Written by Colin+ in geometry, statistics 1.
If I had £35 every time a student said "I don't get linear interpolation," I'd have pretty much the same business model as I do right now.
Everyone knows it's something to do with finding medians and quartiles, and something to do with the class width and... stuff. Some can even start writing down a fraction.
However, there's another way that involves less remembering and more... doing maths.
You remember at GCSE, if you wanted to find the median from a cumulative frequency graph, you'd draw a line across from the index of the median and follow it down to the axis. That's exactly what you do with linear interpolation except:
Well, if you were to draw the graph, it ought to go through the point at the end of the class below the median, and the end of the class containing the median. For example, if we had the table:
Height | Frequency | Cumulative |
---|---|---|
$0 \le x \lt 10$ | 5 | 5 |
$10 \le x \lt 20$ | 8 | 13 |
$20 \le x \lt 30$ | 19 | 32 |
$30 \le x \lt 40$ | 4 | 36 |
Since there are 36 whatevers, the median will be the height of the 18th thing. That's in the third group - which begins at (20, 13) and ends at (30, 32). All we need to do is find the gradient of the line through those two points, and then the value of $x$ that gives us $y=18$.
So, the gradient is $\frac{32-13}{30-20} = 1.9$, which makes the equation of the line $y - 13 = 1.9(x-20)$, picking the lower point. It works just as well with the other.
Now, we want where $y=18$, so substitute that in to get $5 = 1.9 (x-20)$ and you can say $x-20 = \frac{5}{1.9}$ - or $x = 22.63$. That's your interpolated value for the median!
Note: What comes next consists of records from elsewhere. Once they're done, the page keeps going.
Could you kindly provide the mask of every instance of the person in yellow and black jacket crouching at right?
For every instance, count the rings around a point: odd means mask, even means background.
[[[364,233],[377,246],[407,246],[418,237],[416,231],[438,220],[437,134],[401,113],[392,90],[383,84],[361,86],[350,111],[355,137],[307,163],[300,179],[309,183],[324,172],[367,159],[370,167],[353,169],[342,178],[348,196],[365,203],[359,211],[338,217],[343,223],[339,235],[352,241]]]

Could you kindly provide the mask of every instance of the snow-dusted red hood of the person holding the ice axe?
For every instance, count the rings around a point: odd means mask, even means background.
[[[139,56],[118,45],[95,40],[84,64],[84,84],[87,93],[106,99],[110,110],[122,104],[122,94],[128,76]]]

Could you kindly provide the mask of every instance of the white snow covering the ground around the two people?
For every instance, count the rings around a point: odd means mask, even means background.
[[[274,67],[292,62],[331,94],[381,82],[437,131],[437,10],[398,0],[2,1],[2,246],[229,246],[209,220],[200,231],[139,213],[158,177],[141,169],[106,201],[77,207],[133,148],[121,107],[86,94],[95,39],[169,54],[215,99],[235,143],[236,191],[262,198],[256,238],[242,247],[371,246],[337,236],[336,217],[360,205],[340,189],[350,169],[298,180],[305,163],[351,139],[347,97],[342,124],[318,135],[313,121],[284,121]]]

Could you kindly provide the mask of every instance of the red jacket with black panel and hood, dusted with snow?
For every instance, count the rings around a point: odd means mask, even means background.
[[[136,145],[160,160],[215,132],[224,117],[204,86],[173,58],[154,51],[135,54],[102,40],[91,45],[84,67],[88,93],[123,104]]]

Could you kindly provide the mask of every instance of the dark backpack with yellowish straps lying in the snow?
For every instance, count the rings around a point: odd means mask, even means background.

I'd be remiss in my duties if I didn't tell you to watch out for sneaky frequency tables that don't quite join up - where the measurements are rounded to the nearest whole number or similar. In that case, the lower end is half a unit lower than you might expect, and the upper end half a unit higher. For example, if you had classes of 7-8, 9-11 and 12-16 (all to the nearest whole number), the middle class is really 8.5 to 11.5.
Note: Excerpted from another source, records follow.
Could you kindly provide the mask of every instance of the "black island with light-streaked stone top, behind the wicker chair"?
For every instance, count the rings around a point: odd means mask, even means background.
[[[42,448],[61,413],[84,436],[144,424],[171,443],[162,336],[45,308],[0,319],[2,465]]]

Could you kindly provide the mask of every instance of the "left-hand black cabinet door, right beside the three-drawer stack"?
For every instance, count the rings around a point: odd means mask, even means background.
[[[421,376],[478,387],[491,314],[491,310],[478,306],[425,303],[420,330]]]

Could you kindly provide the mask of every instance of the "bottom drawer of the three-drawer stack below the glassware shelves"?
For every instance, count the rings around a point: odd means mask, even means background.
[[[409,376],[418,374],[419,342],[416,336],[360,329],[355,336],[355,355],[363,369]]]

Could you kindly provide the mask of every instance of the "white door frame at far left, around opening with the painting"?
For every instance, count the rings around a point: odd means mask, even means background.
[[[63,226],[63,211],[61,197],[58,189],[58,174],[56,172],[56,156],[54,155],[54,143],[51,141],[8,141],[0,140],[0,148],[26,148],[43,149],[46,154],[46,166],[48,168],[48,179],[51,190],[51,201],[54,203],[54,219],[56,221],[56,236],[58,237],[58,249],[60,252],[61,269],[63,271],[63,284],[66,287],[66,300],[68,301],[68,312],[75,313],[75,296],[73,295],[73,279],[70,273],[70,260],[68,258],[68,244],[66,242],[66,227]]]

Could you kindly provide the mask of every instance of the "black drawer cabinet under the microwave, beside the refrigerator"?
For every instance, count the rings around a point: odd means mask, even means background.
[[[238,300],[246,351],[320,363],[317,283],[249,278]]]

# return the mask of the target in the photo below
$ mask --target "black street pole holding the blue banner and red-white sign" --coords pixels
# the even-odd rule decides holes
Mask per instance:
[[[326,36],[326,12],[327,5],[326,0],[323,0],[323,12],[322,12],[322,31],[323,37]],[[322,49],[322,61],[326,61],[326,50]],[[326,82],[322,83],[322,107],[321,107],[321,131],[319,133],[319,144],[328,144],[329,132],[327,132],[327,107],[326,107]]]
This bit of sneakiness affects any method you use for finding the median - you'd do well to watch out for it!
(Edited 17/2/2014 to fix a typo)
srcav
Nice post on linear interpolation : http://t.co/baQLdRLxmG
nick
Hullo, we did linear interpolation today, please could I run a couple of things past you – in the example above, why is the first point 13,20 and not 14,20? Also you have the median position as n/2 , we have Ben told today to always use ( n+1)/2 and round up if need be.. And then lastly someone said something about this median position being different for aqa and edecel! Any truth in that? Oh one last thing, we didn’t use this graphical way and y=MX+c method at all, we drew the class interval as 13 to 32 on top with an 18 sandwiched in between, and 20 to 30 on the bottom, so the answer was got via a ratio calculation, so (18-13)/q-20 equal to (32-13)/30-20. Might be nice to add this method as well? But I’ll definitely mention the y=MX+c method tomorrow! Thanks!
Colin
Hi, Nick,
It’s (13,20) because otherwise we have two distinct whatevers with a height of 20 (the last in the 10-20 group and the first in the 20-30).
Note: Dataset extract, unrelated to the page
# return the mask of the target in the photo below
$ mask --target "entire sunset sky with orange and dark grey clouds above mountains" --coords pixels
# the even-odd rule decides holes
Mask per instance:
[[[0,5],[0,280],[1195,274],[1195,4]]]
As for the $\frac n2$ versus $\frac{n+1}{2}$ question, my understanding is that you’d use $\frac{n+1}{2}$ for a list of numbers and $\frac{n}{2}$ for a distribution like this; in practice, it makes very little difference and (to the best of my recollection) the mark scheme allows either in this kind of question.
Towards the start of the post, I refer to the main method — the idea of the TMTOWTDI posts is to give an alternative to the way you’re normally taught.
Tam
Colin thanks for the excellent explanation. I have just one quick question relating to the sneaky frequency tables mentioned at the end.
Say I had a table that went
0-2
3-5
6-8
9-11
I understand the second and third ranges are actually 2.5-5.5 and 5.5-8.5 respectively.
But what happens if the median was in the first or last ranges? Would they be 0-2.5 and 8.5-11 respectively?
Thanks
Colin
That’s a great question, and one I don’t have a one-size-fits-all answer for. I think:
* If you got a question where that detail was significant (which is unlikely), either answer would be accepted as correct.
* There may be some context that makes it clear – for example, it might make no sense for the thing you’re measuring to be negative, in which case 0 would be the lower bound
* The whole thing is ridiculous – giving an answer “correct” to several significant figures when you have literally no idea of the distribution inside each range is a perfect example of precision rather than accuracy.
Gemgem
Hi. I have a question. This is may assignment. I hope you can help me. How to find for decile with linear interpolation?. Thanks in advance
Colin
It works much the same way! If you’re interested in the first decile, instead of finding the middle number, you find the number a tenth of the way through – if you had 36 numbers, you’d want number 3.6 – and go through exactly the same process.